Esa noche Nina aplastó todas las galletas del armario, decidió dejar de comer, torcerse al escribir y hacer la q igual que la g. El desorden se convirtió en su alivio, en su venganza. Un ajuste de cuentas que consistía en desquiciar, sutilmente, el equilibrio. Como el rabito de su o, ligeramente desencajado. Al principio, solo pequeñas cosas: partir en dos las rosquillas, poner las magdalenas en otro rincón del armario, meter una napolitana de chocolate en la bolsa de las de crema o hacer el uno como la i. Mamá empezó a estar nerviosa e inquieta sin saber por qué y Nina veía, con curiosidad y placer, cómo el cuello de cisne iba perdiendo firmeza y temblaba, solo un poco, solo a veces, pero lo justo para poner en duda su elegancia y soberbia. Así que llevó el desbarajuste un poco más allá, al otro lado de los límites conocidos, con la misma sutileza, pero con mayor riesgo: salirse al colorear, no bajar de la cama con los dos pies a la vez, mezclar las especias, rellenar las píldoras de mamá con sacarina o escupir a las fotografías.

Algo anda mal, murmuraba constantemente mamá, incapaz de descubrir las pequeñas perturbaciones, tan leves, pero tan dañinas, que le iban consumiendo poco a poco sin que se percatara de ellas. Lloraba más, las tortillas se le quemaban y acabó andando como un ganso con el cuello quebrado. El día de la comunión estaba ya tan desquiciada que ni siquiera se había dado cuenta de que a Nina le sobraba bastante tela del vestido: durante los días del desequilibrio apenas había comido. Los pliegues de su tripa seguían estando ahí, pero Nina los notaba menos pesados, como si la gelatina de dentro se hubiera escapado por algún agujero invisible. Era más fácil erguirse, meterlos dentro, contener el aliento y caminar recta. Y así lo hizo por la nave central de la iglesia, hacia el altar, con las manos juntas, como la familia de la vitrina, de la que pronto empezaría a formar parte. Echaba de menos las paredes lazarillas, estirar los dedos de los pies y de las manos y sortear flores de latón y sillas trenzadas. El cuello de su vestido le bailaba en una garganta ahora demasiado delgada, una garganta de ánade cobarde que seguía sin poder rascarse. No perder el equilibrio, alzar los hombros, seguir la fila, rezaba. El camino en procesión se hizo demasiado largo, lento y solemne. Los niños miraban al suelo hasta llegar al altar, pero, después de tomar el cuerpo sagrado, alzaban la vista con cara de ángeles —serafines ridículos y malvados posando para retratos perpetuos, Nina lo sabía— y sonreían dichosos.

Cuando ella llegó ante el cura —redondo y viejo, de color oxidado—, abrió la boca y notó los dedos gordos y empapados rozándole la punta de la lengua.

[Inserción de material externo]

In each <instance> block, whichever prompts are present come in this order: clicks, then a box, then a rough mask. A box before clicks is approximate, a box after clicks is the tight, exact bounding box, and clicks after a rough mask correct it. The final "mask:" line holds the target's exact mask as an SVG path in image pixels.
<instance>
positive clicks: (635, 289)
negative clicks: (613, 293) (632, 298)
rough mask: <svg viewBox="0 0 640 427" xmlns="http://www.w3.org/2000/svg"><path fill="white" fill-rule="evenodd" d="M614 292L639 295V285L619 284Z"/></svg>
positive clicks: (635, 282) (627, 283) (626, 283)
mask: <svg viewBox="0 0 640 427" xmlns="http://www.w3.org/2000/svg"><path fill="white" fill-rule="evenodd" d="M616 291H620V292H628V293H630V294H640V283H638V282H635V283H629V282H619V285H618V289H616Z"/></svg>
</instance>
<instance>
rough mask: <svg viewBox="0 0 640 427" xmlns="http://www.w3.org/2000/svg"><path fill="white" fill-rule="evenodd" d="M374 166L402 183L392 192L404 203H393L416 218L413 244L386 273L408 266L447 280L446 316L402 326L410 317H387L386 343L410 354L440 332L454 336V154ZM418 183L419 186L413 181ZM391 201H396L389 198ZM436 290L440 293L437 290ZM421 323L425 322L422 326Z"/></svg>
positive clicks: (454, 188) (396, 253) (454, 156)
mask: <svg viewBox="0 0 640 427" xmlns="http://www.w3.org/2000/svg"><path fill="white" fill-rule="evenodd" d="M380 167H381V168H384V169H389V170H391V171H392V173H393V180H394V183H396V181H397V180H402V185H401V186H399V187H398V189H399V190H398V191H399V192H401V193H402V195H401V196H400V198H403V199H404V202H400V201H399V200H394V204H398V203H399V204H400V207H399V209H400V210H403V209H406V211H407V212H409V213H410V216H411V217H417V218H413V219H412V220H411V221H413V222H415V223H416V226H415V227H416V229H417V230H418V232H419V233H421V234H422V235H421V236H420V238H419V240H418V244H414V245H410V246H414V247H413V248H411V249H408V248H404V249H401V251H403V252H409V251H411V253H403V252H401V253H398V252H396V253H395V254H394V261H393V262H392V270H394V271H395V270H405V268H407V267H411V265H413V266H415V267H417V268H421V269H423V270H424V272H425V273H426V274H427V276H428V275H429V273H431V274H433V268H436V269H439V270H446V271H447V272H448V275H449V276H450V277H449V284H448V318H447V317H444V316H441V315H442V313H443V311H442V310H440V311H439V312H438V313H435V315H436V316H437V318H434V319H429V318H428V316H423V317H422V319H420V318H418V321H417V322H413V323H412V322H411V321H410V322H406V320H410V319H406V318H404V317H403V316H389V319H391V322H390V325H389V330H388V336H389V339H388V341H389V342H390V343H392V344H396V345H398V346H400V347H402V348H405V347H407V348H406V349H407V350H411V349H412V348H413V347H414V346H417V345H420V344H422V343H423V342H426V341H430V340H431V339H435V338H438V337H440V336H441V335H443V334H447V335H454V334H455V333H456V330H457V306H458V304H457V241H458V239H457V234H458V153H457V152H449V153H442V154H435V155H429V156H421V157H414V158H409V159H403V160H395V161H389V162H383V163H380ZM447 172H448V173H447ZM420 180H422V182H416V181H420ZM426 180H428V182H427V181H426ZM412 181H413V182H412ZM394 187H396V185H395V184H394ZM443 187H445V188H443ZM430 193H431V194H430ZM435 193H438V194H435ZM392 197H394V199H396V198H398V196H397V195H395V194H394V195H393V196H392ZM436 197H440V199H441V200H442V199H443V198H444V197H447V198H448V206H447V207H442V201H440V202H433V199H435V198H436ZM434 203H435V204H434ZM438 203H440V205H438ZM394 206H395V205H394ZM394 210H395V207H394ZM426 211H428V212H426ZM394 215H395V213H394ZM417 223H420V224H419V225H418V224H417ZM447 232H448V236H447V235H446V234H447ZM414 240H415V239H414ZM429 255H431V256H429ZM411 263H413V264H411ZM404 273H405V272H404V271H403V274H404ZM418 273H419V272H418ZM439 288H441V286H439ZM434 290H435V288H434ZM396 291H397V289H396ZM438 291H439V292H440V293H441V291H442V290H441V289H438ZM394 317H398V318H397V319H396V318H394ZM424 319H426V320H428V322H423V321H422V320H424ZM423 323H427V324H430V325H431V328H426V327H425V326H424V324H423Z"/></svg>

Le pareció que le estaba dando de comer un armadillo zurdo —caparazón blanco, uñas largas y sucias— que la examinaba con ojos profundos y enanos, buscando, a través de su garganta, el engendro que llevaba dentro. Cerró la boca con violencia y terror y, al girarse para regresar a su sitio, se pisó el vestido —tan grande ya, tan ingobernable— y cayó al suelo antes incluso de tragarse nada. Allí tirada, los demás niños la miraron con lástima, apretando mucho los labios para que Jesús no se les escapara de sus bocas crueles y finas al reírse. Miradas y bocas de vitrina, niños que observaban con las manos juntas mientras Nina se incorporaba vencida, como una foca con arpón clavado, y volvía a su sitio olvidando meter la tripa y subir la barbilla, pero conteniendo aún la respiración. Regresaba torcida, como su letra en el libro de caligrafía, con el vestido roto y el monstruo dentro, incontrolable y herido. Al pasar junto al banco donde estaba sentada mamá, sintió sus ojos brutales, tajantes como navajas pringadas de vergüenza y repulsión, que no solo se clavaban en su vientre, sino en todo su cuerpo, en su espíritu de pato, en la tela arrastrada y la espalda combada, en sus líneas dobladas y números deformes, en su o gelatinosa con el rabito dislocado. No lo pensó. Solamente la miró y le escupió la galleta santa a la cara. Después, separó las manos, saludó a su público y hasta los grillos y los suspiros quedaron en silencio, mudos, petrificados como fotos de vitrina.